In October 2009, a law known as Section 204(l) was enacted to allow surviving relatives of a petitioner to continue their application for a green card provided they resided in the United States when the qualifying relative died and they continue to reside in the U.S.
The qualifying relative could be the petitioner in a family-based immigrant visa petition; the principal beneficiary in a family-based visa petition; the principal beneficiary in an employment-based visa petition; the petitioner in a refugee/asylee relative petition; the principal alien admitted as a T or U nonimmigrant; or the principal asylee granted asylum.
The surviving relatives that benefit from the law are the beneficiary of a pending or approved immediate relative petition; the beneficiary of a pending or approved family-based visa petition, including both the principal beneficiary and any derivative beneficiaries; any derivative beneficiary of a pending or approved employment-based visa petition; the beneficiary of a pending or approved Form I-730 or Refugee/Asylee Relative Petition; an alien admitted as a derivative “T” or “U” nonimmigrant; or a derivative asylee.
Previously, when the qualifying relative died, the petition was automatically revoked. The surviving relatives could only seek the humanitarian reinstatement of the revoked petition which was a quite difficult relief to obtain.
A recent review by the USCIS Ombudsman revealed that after three years the surviving beneficiaries have not been fully experiencing the protections of Section 204(l).
The Ombudsman found that the USCIS has implemented the law in a way that was inconsistent with the letter and the spirit of the law. It was referring in particular to the Policy Memorandum released by the agency in January 2011 which deemed previously approved petitions automatically revoked and subject to discretionary reinstatement.

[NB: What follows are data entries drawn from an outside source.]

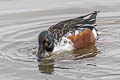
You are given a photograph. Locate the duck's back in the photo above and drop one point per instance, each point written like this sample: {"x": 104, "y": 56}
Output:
{"x": 61, "y": 28}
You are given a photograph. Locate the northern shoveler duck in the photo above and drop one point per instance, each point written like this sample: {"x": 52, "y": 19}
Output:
{"x": 73, "y": 33}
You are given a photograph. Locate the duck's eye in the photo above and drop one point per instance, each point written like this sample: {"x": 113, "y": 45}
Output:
{"x": 46, "y": 40}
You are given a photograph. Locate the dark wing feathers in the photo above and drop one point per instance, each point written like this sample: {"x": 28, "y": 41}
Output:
{"x": 63, "y": 27}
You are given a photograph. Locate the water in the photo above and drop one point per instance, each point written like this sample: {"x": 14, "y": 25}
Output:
{"x": 21, "y": 22}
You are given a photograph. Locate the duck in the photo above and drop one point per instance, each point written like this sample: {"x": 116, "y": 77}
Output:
{"x": 69, "y": 34}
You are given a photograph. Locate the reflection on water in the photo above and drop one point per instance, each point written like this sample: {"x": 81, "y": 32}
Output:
{"x": 47, "y": 64}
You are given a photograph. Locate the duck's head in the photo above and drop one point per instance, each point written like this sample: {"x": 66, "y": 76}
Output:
{"x": 46, "y": 43}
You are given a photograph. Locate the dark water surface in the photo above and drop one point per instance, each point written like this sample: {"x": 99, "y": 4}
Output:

This implied, according to the Ombudsman, that all action on the case is terminated and the beneficiary must request the reinstatement of the petition.
This discretionary reinstatement claimed by the USCIS deviates from what is clearly stated in the law.
The USCIS maintains that Section 204(l) did not give rise to any “right” or “guarantee” for a survivor to immigrate. The Ombudsman disagreed, saying that while the law correctly does not guarantee approval of a survivor’s case, the discretion of USCIS in the context of Section 204(l) was limited to cases the approval of which “would not be in the public interest.”
The Ombudsman added that processing by the USCIS should not depend on how or when it discovers the petitioning family member’s death and that it has no authority to automatically revoke petitions that Section 204(l) preserved. It reminded the agency of the law’s purpose which was “to keep survivors in the same place they would have been but for the qualifying relative’s death.”
The Ombudsman also found that USCIS had no clear process for survivors to request benefits under Section 204(l). Requests were made in various ways and the surviving beneficiaries did not know what would happen to their requests or how long processing would take.
Among the recommendations made by the Ombudsman was for USCIS to conduct rulemaking in a manner that gives the public an opportunity to comment on a proposed rule or procedure. It also recommended that the agency create a standard form to facilitate the processing which includes acknowledgement of receipt of the request and assignment of a number that can be used to track the case.